Hij werd geboren als jongste zoon in een gezin van tien. Twee van zijn broers werden ook jazzmusici: Hank speelde piano en Thad trompet.
In de jaren veertig begon zijn carrière. Hij werkte in het kader van het door het leger opgezette programma Operation Happiness en werkte korte tijd in Detroit. In 1955 probeerde hij bij het ensemble van Benny Goodman te komen, maar een auditie had geen succes. Jones vertrok naar New York en kreeg een plek bij de band van Charles Mingus. Met Jones bracht deze band de plaat J is for Jazz uit.
In 1960 trad Jones toe tot het legendarische John Coltrane Quartet, dat de jazz een geheel nieuwe impuls gaf.
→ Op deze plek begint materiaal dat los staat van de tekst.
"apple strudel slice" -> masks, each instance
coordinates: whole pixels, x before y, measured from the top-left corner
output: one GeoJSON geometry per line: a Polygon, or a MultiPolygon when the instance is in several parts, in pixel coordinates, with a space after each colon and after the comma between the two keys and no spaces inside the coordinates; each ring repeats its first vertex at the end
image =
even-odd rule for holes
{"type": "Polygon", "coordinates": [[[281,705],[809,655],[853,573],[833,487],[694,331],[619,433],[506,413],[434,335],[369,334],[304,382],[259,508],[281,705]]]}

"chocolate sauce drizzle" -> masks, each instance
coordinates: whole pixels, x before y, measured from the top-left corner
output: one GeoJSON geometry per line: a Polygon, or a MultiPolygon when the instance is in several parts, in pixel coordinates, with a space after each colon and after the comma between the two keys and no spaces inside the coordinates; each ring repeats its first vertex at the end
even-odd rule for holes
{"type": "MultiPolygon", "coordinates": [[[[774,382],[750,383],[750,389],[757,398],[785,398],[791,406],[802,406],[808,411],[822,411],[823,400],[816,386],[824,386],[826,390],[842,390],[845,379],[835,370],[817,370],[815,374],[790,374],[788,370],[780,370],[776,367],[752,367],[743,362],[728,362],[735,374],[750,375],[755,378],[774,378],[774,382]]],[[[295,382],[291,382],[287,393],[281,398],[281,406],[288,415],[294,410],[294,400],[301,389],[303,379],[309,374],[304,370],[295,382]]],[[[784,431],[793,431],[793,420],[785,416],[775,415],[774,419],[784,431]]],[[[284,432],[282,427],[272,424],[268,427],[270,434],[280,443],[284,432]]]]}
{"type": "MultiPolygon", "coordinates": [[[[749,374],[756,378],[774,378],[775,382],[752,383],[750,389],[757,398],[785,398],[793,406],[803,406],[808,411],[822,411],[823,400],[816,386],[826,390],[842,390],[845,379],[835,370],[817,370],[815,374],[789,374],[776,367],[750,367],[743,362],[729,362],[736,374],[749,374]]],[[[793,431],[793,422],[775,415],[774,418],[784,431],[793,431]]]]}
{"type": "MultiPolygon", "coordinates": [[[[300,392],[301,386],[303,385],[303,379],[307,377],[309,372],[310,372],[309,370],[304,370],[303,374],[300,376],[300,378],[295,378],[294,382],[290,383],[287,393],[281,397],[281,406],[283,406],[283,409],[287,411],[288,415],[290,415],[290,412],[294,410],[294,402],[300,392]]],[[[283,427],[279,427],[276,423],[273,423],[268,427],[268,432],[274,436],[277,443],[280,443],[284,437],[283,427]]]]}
Zij vernieuwden de jazz in dezelfde mate als Louis Armstrong en Charlie Parker gedaan hadden. Toch kwam het in 1966 tot een breuk. Jones kon zich niet langer vinden in de richting die Coltrane op wilde en hij verschilde van mening over de drumstijl die de tweede drummer van het John Coltrane Quartet, Rashied Ali voorstond.
Na zijn vertrek bij Coltrane speelde Jones bij Duke Ellington en vormde uiteindelijk zijn eigen band Jazz Machine. Met zijn complexe, polyritmische stijl zorgde hij er mede voor dat het slagwerk een volwaardige rol kreeg in het jazzensemble en dus niet langer een voornamelijk dienende functie vervulde. Time Magazine riep hem uit tot “the worlds greatest rhythmic drummer”, 'de grootste ritmische drummer van de wereld'.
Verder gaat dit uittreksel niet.